Sofia, Capriole Goat Cheese; photographed by Adam DeTour; styled by Catrine Kelty
When asked about a memorable cheese experience or bite this year, I have to quiet and still my mind from overwhelming recollections of hustling to keep a business alive, team members employed, and cheese moving. In an odd time of relative stillness (home isolation, social distancing, quarantining), retailers like us are constantly moving to stay in the game. And it’s exhausting. Cheese bite? What cheese bite? Then, talking it over with my husband, I’m reminded of why we’re hustling. For the cheese! For the makers! And so many great memories spring forth from 2020.
Our eight-year-old son, Everett, has loved Capriole’s Sofia since he could first say the word. Knowing he couldn’t have a traditional birthday party in May, I’d asked him what he’d wanted for his birthday and he’d responded, ‘Sofia.’ I was so disheartened knowing I couldn’t get him the one thing he wanted. (Production was temporarily halted early in the pandemic.) Then lo and behold, what arrives on our doorstep, straight from Judy Schad herself—a box of Sofia and Capriole cheeses for the birthday boy. To see the look on that kiddo’s face! “I love when it’s creamy on the outside and is the best taste of what cheese should taste like,” Everett said. And much to my heart’s content, our six-year-old daughter, Elia, had her first bite of and fell in love with Von Trapp Farmstead’s Oma, “because whenever I eat it, it just has that stinkiness. Then flavor comes and when you chew it, it comes out more and more. The texture is soft and fills my mouth with happiness.”
One of my personal fave bites of the year arrived literally as that—a bite! Texas cheesemaker Amelia Sweethardt of Pure Luck Farm and Dairy sent carefully wrapped bites to our business—one specifically for our buyer Andrea (who has her own dwarf goats and is making her own cheeses)—and one for me. It was her Sainte Maure, inspired by Sainte Maure de Touraine AOC, which she made almost a decade ago, and stopped for various reasons. Last fall, I was leading a tasting of Loire Valley cheeses and wines but wanted her cheese. I asked if she could make a special batch, which reminded her of how much she loved the cheese, and now, Sainte Maure is back in production! This mini-log-shaped, bloomy, goat’s milk cheese develops a thin, delicate geo rind over a dusting of ash. Using milk from Amelia’s own herd of Alpine and Nubian goats, Pure Luck cheeses truly do rival those of the Loire Valley. So why the one bite? This beautiful little log was her favorite bite yet, and being the amazing woman that she is, Amelia wanted to share a bite of that exact log with me. It felt special. It was delicious. And it reminded me that this industry is all about relationships, and the little things, and the perfect bites.
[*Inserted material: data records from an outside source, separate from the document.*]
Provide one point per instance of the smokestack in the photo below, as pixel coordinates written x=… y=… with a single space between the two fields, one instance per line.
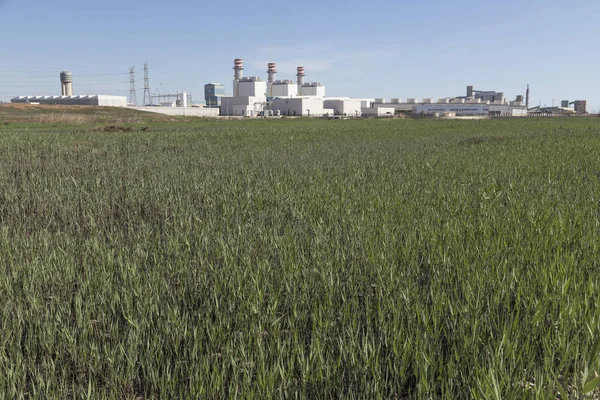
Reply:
x=66 y=83
x=272 y=71
x=300 y=76
x=238 y=67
There’s inadvertently a theme here, but another bite that knocked our socks off is from the new Blakesville Creamery in Wisconsin, which opened in summer 2020 with seasoned cheesemaker Veronica Pedraza at the helm (or vat). They’re growing 100-percent of their feed, milking their own herd of Saanen and Alpine goats, hand-ladling and making lactic-set beauties, and are almost entirely run by women in leadership positions; their owner, business manager, head cheesemaker, sales director, and assistant farm manager are all women. We were thrilled to receive samples and honestly, our team was split on the best bite. For me, it was Afterglow, a washed-rind goat’s milk cheese styled after Langres. Each cheese is lovingly washed in New Glarus Brewing’s Belgian Red, a fruit beer made with Door County cherries.
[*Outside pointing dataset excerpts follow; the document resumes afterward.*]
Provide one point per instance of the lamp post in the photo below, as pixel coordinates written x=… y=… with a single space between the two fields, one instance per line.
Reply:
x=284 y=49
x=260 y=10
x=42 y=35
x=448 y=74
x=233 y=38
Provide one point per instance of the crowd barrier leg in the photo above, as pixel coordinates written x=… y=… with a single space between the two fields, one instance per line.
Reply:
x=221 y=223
It’s amazing that cheesemakers were able to spend any R&D on new cheeses this year amidst a pandemic, and we’re thrilled that Texas cheesemaker Susan Rigg of River Whey Creamery launched a raw milk, double-cream blue called Whey Blue. Our Director of Wholesale Alex Palomo, CCP, followed Susan’s process and progress bringing this cheese to market: “Released mid-pandemic, this is an inspirational story and a huge win—for cheesemakers, mongers, and consumers. Having watched the rollout, we’re super happy about it. What I love about Whey Blue is its fudginess. It just melts in my mouth. It’s funky, it’s salty, and I want to eat it with a steak.” Loosely inspired by Fourme d’Ambert, Whey Blue is one of River Whey’s five cheeses, each taking inspiration from a different European country; Susan then adds her own Texas terroir and flair.